Our research utilizes a multidisciplinary approach to examining how pain and opioidergic neural circuits are differentially organized and activated in males and females. Ongoing behavioral studies in the lab have demonstrated that males and females have significantly different sensitivities to morphine in a model of chronic inflammatory pain. Indeed, the ED50 for systemic morphine in males is 4.5 mg/kg in comparison to >14 mg/kg in females. Current molecular studies are examining the potential mechanisms that may contribute to sex based differences in morphine analgesia. Using in situ hybridization along with advanced immunocytochemical techniques, we have recently shown that the distribution of the mu and delta opioid receptor (both protein and mRNA) is sexually dimorphic within the PAG.
Future studies will use adeno-associated viruses to overexpress the mu opioid receptor within the PAG of females in order to make them more ‘male-like’ in their sensitivity to opioids. Additional studies in the laboratory are examining the organization of the descending analgesia circuit in males and females. While this circuit has been well characterized in a variety of species, to date, how this pathway is organized in females remains unknown. Using antero- and retrograde tract tracing techniques, we have recently shown that the descending projections from the PAG are sexually dimorphic both in the anatomical organization, as well as in their activation during either acute or chronic inflammatory pain.
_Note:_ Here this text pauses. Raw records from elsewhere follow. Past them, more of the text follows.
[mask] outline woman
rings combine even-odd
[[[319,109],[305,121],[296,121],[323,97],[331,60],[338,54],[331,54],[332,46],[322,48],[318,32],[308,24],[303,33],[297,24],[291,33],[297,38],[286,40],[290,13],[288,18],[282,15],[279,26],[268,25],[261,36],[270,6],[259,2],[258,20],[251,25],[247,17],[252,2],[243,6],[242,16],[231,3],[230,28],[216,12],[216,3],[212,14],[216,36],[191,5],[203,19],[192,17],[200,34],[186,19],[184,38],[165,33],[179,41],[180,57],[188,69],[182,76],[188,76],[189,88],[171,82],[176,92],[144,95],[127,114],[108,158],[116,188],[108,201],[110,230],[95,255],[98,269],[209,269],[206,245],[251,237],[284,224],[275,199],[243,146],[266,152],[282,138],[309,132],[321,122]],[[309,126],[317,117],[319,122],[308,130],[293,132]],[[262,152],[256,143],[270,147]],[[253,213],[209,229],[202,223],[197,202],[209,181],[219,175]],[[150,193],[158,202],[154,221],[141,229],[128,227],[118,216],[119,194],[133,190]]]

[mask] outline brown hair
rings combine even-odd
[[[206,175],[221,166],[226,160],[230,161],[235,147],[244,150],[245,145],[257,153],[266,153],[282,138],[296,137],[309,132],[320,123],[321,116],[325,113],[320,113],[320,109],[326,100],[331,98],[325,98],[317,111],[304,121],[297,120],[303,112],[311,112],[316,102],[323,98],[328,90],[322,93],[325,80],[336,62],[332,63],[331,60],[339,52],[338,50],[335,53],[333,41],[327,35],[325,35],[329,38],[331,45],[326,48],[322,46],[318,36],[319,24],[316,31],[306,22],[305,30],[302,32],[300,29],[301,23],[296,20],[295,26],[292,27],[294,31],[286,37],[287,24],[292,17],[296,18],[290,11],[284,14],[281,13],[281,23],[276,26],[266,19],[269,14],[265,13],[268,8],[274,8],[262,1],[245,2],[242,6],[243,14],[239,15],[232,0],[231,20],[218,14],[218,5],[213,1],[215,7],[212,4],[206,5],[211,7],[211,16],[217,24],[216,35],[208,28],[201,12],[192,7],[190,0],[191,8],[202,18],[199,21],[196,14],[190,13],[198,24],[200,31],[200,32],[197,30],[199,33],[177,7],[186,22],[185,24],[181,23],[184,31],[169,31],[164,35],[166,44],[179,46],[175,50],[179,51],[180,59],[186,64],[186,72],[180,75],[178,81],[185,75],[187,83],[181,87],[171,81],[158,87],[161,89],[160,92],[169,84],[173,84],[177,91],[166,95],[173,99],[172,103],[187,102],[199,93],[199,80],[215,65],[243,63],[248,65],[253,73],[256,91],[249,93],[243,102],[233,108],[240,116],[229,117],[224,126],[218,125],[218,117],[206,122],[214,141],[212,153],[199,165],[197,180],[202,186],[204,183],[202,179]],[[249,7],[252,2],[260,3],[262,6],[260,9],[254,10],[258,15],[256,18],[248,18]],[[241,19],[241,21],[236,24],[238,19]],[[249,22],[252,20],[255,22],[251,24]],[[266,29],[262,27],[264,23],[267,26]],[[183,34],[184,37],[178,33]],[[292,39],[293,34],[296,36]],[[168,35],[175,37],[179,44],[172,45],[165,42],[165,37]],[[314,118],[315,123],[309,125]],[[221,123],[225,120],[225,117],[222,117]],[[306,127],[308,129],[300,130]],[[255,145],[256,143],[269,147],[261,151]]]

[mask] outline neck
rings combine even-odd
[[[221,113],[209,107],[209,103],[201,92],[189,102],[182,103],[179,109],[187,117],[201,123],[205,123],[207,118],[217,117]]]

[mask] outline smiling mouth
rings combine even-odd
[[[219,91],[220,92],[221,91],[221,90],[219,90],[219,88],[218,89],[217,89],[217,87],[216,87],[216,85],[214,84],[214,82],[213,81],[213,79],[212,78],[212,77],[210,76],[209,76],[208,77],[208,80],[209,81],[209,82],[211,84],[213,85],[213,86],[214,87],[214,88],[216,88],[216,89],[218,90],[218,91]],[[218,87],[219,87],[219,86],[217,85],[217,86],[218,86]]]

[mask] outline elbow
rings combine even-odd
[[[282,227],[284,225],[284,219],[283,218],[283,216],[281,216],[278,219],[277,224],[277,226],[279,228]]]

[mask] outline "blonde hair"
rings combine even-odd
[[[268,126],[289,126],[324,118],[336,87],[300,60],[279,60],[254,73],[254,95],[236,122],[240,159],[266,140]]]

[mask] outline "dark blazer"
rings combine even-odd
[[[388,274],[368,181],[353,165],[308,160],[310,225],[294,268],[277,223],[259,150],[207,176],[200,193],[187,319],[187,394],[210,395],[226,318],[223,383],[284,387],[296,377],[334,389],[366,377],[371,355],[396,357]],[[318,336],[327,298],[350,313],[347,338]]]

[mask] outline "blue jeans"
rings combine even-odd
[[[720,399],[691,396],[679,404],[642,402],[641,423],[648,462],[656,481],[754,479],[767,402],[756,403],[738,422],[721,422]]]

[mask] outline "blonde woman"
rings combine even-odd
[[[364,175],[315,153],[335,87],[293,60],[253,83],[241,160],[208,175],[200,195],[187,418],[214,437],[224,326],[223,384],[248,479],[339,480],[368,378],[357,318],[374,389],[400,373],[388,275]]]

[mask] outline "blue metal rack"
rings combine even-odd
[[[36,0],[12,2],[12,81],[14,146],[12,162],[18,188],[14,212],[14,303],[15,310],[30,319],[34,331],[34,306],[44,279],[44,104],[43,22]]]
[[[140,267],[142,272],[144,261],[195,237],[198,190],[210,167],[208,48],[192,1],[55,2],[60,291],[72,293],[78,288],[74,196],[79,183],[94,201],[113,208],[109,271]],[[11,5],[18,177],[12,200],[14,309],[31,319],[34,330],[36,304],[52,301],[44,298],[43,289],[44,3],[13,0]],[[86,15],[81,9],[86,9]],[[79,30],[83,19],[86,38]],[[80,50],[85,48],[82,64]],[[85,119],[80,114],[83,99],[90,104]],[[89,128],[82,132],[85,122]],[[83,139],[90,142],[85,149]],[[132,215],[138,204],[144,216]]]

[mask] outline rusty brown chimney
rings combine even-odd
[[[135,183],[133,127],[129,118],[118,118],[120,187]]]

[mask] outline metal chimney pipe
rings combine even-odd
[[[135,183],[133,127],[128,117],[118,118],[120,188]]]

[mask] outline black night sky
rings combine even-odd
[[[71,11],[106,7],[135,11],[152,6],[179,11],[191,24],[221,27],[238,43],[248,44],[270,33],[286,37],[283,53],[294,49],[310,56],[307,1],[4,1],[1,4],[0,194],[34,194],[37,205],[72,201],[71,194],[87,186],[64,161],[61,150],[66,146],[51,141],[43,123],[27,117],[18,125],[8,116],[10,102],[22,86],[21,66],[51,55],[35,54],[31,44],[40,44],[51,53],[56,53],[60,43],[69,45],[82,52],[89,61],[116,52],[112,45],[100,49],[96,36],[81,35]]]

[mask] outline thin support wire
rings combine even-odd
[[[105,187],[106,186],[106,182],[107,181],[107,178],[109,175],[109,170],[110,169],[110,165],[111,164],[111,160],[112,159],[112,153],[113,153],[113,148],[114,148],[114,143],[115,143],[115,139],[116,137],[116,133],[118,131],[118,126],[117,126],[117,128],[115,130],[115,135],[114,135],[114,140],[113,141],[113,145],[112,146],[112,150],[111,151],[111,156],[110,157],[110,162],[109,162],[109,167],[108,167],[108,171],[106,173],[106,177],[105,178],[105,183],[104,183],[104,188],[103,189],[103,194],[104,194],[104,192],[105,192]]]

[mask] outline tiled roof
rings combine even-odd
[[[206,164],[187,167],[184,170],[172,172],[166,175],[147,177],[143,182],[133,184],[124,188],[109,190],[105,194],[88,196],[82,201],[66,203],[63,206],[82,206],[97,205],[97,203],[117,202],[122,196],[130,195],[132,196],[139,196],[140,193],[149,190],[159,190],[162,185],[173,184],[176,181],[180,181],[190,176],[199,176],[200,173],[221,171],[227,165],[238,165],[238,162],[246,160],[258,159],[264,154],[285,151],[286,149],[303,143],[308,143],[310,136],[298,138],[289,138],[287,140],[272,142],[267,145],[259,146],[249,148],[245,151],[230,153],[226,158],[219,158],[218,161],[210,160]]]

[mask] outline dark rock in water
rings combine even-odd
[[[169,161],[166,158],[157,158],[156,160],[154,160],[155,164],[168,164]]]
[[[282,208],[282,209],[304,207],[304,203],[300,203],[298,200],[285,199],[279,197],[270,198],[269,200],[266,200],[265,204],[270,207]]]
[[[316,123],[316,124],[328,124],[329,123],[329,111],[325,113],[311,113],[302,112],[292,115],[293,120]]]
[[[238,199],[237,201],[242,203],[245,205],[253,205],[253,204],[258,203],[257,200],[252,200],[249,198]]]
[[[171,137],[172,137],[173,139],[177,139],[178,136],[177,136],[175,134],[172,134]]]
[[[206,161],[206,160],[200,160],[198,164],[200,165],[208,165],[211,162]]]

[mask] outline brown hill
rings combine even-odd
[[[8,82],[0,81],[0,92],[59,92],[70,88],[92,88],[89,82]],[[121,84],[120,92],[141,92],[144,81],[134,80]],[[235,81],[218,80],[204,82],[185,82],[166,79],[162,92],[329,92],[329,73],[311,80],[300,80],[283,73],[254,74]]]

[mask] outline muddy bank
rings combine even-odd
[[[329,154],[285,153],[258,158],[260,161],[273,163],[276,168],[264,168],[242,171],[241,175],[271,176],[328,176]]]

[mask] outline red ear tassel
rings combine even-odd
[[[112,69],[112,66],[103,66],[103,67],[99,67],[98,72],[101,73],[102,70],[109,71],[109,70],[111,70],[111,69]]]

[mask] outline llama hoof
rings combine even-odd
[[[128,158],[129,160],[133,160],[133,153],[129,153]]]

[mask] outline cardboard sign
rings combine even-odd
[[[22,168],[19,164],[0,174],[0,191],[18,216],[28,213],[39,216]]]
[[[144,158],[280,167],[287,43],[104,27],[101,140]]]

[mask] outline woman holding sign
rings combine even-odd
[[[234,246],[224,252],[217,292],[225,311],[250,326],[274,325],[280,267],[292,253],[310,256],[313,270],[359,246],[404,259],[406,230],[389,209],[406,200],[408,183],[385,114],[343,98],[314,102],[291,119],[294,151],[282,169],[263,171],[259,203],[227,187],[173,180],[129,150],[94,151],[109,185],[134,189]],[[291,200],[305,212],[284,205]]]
A second line of research in our laboratory is examining the influence of neonatal injury on adult sensory development. All previous studies examining the impact of neonatal injury have been conducted exclusively in males. However, males and females differ significantly in their neuroendocrine profile during the first week of life. In particular, males experience a surge in testosterone that is locally converted into estrogen and ultimately results in the masculinization of the male brain. In females, the ovaries are quiescent and intracerebral estradiol remains low. As estradiol has been previously shown to confer neuroprotection following CNS injury, ongoing experiments in the lab are testing the hypothesis that the effects of neonatal injury on adult sensory thresholds are exacerbated in female rats in comparison to males. These studies also utilize a multidisciplinary approach, including behavioral, neuroanatomical, immunocytochemical and molecular techniques.